North Carolina Tar Heels football coach Bill Belichick and GM Mike Lombardi want to recruit more freshmen to the program after failing to find much talent in the transfer portal this past cycle. Unfortunately, that may not produce the results that the powers that be in “Chapel Bill” are paying $50 million over the next five years for.
Pro Football Talk’s Mike Florio warns that Belichick and Co. may already be too far behind in recruiting to turn things around with freshmen. Building with freshmen only works if you have stacked class after class, something UNC didn’t have the chance to do in transitioning from the Mack Brown firing.
As Florio notes, Belichick and Lombardi have been focusing on NFL athletes, not teenagers, for more than four decades.

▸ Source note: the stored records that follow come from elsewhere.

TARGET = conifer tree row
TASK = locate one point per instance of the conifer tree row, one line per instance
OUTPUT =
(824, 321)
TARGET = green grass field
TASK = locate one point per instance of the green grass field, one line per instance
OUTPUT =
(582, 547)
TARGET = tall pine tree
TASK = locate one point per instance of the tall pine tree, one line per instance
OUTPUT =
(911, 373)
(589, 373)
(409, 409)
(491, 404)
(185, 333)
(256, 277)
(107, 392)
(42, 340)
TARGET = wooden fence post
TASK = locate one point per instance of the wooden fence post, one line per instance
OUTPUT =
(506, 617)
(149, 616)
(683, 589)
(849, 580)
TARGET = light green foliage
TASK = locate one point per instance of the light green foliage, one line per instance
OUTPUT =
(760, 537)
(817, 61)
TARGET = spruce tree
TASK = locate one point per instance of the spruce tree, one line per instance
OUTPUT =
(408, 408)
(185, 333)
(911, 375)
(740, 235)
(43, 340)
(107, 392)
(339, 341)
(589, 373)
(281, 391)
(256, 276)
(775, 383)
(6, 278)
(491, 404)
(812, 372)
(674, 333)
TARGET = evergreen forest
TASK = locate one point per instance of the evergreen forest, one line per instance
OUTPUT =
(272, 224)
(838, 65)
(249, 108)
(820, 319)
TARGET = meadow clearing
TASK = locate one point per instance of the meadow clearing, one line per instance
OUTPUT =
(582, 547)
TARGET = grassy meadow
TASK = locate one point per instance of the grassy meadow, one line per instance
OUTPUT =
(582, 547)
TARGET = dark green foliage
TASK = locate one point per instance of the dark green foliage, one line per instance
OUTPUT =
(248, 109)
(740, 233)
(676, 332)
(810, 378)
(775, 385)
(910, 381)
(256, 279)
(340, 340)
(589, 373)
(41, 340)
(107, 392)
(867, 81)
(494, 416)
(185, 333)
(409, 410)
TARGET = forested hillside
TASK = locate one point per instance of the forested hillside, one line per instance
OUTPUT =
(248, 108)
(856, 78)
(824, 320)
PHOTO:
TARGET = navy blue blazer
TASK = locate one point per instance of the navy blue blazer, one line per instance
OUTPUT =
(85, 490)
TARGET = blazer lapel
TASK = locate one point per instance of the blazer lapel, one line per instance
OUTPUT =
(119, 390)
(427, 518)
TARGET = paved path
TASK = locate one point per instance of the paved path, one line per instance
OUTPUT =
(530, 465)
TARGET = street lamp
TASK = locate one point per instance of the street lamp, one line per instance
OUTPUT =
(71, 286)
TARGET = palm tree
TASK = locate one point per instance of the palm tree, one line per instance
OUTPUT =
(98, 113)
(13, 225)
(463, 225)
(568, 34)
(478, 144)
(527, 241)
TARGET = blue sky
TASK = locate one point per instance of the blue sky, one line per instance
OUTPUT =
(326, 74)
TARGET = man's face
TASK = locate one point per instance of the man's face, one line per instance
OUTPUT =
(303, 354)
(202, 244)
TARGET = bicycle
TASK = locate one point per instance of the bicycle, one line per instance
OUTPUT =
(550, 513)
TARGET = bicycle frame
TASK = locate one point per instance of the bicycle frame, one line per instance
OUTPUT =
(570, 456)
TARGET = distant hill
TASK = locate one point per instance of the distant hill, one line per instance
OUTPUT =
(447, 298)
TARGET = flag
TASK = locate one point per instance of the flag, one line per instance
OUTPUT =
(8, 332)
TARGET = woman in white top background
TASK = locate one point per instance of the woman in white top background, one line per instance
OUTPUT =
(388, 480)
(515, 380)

“The bottom line? Belichick’s coaching skills may never overcome the pitfalls of a player selection and recruitment process that already has failed to get enough good players in 2025, and that will likely be unable to afford any diamonds over which they stumble in the rough of hundreds of high-school programs at which they’ll be rolling the dice on recruits,” Florio wrote.
“Really, who’s better equipped to determine which high-school players will become good college players? People who have extensive experience doing just that, or folks who spent decades exclusively operating in the NFL?”
Belichick has been stubborn about doing things his way in the NFL and, so far, in college football. That has led to Tom Brady’s exodus from the New England Patriots in 2020, and more recently, his girlfriend Jordon Hudson roaming the sidelines in Chapel Hill, to name a few of the most notable developments in his career.
College football requires you to trust the process more than any other sport. Deion Sanders was able to circumnavigate the old way of doing things somewhat, but his Colorado Buffaloes didn’t win until his second season.
Belichick and Lombardi can grab all of the blue-chip freshmen they can afford, but they’ll have to grab upperclassmen who can bring the program success first.